A Theoretical Framework for Back-Propagation
By: Yann Le Cun
Published on:
Abstract
Yann Le Cun tackles the problem of backpropagation through a Lagrangian framework. Using principles in optimal control theory and variational calculus, Le Cun poses back-propagation as an optimization problem with nonlinear constraints. They generalize to the cases of linearly dependent weight spaces and continuous time recurrent neural networks (CTRNNs), which yield the Pineda-Almeida equation for computing the gradient of the fixed point with respect to the weights using a Hamiltonian framework.
Introduction
The author begins with the note that back-propagation is simply an extension of the chain rule and gradient descent. In optimal control theory, we use Lagrange multipliers to find the optimal values for control variables by minimizing an objective function subject to constraints. Although written several years later, Cortes and Vapnik’s Support Vector Networks utilize the same framework for optimizing higher-dimensional hyperplanes.

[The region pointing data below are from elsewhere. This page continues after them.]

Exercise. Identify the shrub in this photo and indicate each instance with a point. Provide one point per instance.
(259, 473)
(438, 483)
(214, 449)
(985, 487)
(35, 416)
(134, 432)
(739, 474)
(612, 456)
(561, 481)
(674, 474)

The difficult part about back-propagation is the influence of a parameter on a function whose computation involves many steps as reflected by the connectionist nature of the problem. Optimal control theory studies how the state of a system at time T will be modified by a change in control variables at time T - t. Le Cun notes that we can leverage this procedure by considering layer indices instead of time.
He defines backpropagation as computing partial derivatives of the states with respect to the parameters to minimize an objective function. He expands beyond Lagrangian formalism and into that of the single Hamiltonian function, which meets some optimality criterion as a consequence of the Pontryagin principle and Bellman’s dynamic programming. Despite these methods, only the standard Lagrange multiplier method is necessary.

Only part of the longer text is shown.